Focus On Living

By: D. A. Slinkard

We are a distracted society, and we see the perilous times happening around us. We have babies, toddlers, children, tweens, teens, young adults, and older adults who are distracted with the likes of technology. In fact, technology has become the primary babysitter throughout our country. It pains me to see the number of people who have their head down because they are watching something on their phone, tablet, or electronic device. I cannot tell you how many times I see little children who are being kept occupied by having an electronic device in front of them, and the moment you take it away, they begin having withdrawal symptoms. We have a distracted society who has an addiction problem with technology.

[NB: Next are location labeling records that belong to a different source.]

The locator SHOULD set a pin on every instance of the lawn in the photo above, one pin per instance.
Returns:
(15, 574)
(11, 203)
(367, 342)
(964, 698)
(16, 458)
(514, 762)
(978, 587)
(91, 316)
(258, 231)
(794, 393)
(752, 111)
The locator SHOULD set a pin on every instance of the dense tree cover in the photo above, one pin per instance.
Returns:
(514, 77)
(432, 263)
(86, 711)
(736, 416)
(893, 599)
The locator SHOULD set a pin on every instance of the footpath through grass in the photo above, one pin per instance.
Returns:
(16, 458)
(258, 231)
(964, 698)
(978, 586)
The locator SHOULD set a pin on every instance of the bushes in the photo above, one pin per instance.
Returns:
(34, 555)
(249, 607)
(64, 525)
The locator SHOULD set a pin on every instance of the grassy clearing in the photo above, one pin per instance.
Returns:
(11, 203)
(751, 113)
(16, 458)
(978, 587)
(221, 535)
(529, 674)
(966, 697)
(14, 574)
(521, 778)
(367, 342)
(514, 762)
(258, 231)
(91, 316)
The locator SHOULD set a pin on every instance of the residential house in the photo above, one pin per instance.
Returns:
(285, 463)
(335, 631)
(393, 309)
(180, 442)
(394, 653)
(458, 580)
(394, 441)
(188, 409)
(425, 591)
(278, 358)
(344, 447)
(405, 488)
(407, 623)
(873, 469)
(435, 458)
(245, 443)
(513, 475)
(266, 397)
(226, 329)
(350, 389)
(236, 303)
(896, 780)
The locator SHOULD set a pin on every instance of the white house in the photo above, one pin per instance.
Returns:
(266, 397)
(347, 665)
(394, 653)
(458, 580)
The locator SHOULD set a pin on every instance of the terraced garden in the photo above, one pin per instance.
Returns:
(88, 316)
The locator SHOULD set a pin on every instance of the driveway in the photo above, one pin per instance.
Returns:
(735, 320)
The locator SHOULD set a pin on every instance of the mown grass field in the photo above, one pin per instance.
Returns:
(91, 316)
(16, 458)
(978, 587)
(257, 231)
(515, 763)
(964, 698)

This article is about overcoming distractions and having the ability to focus on the tasks at hand. For a person to improve their skillset, this is something that can be developed over time, and it is going to require building some habits. I have found some habits that have been helpful to me, and we are going to address these in this article.

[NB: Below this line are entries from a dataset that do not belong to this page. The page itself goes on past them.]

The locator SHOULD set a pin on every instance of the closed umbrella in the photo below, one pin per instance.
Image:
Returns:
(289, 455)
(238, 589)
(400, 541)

First – Set clear goals. This should be a “no brainer” but many people are walking around without a clue of what they want to achieve. They know what they want to have in the end, but they have no earthly idea on how they will achieve it. When you take the time to write out clear-cut goals, this gives you something to focus on and yes, you must write them out. No more keeping them in your head. It does not truly become a goal until you commit the thought to paper.

Second – Prioritize what needs to be done. When you have a specific goal in mind, you will be able to see exactly what tasks you need to complete to achieve your goal. When you focus on the priority of what needs to be done, it will help you focus further on completing your goals. Again, an elementary concept but many people struggle seeing their goals to completion.

Third – Put away the distractions. It is time to go to an area where you are not going to be distracted or bothered. Turn off your electronics, not just to “Do not disturb,” but truly turn them off. Find an area where it can be a distraction-free zone and go do the work that needs to be done.

Fourth – Utilize your time. Too many people are distracted because of a poor ability to properly manage their time. If this is you, start in small increments. Set a timer for 15 minutes and work diligently on your task for the entire 15 minutes. Give yourself a small break and continue to build up your time to 45 to 60 minutes. The longer you do this, the better you will become in remaining focused on what needs to be done. I know, I know – 15 minutes sounds super easy to do, but go ahead and try it. See how well you do going this short amount of time without getting distracted.

Fifth – Reevaluate your efforts. Too often we underestimate how much work will truly be required, and we overestimate our ability to get work done. We need to continuously examine our efforts and give ourselves some constructive feedback. We need to be able to answer what is working well for us, what is not working for us, and what areas we could improve on. When we take the time to reflect on our daily lives, we can build positive habits that will impact our focus.

The trick to all of this is to put everything into practice, and this is not something you are going to conquer overnight. This is going to take repetition, repetition, repetition — and then after you have done all that repetition, it is still going to require some more repetition. Having the ability to focus is a tough task and we, as a society, have succumbed to it because we have enabled our brains to tell us we can no

longer focus on what matters most. We have become addicted to our electronics for the enjoyment they bring.

When you set meaningful goals, plan the work, work the plan, limit your distractions, utilize your time, and self-reflect on what is and is not working – this is where you begin to grow your focus. Everything you want to achieve in life is possible, but you must learn to focus on living life on purpose.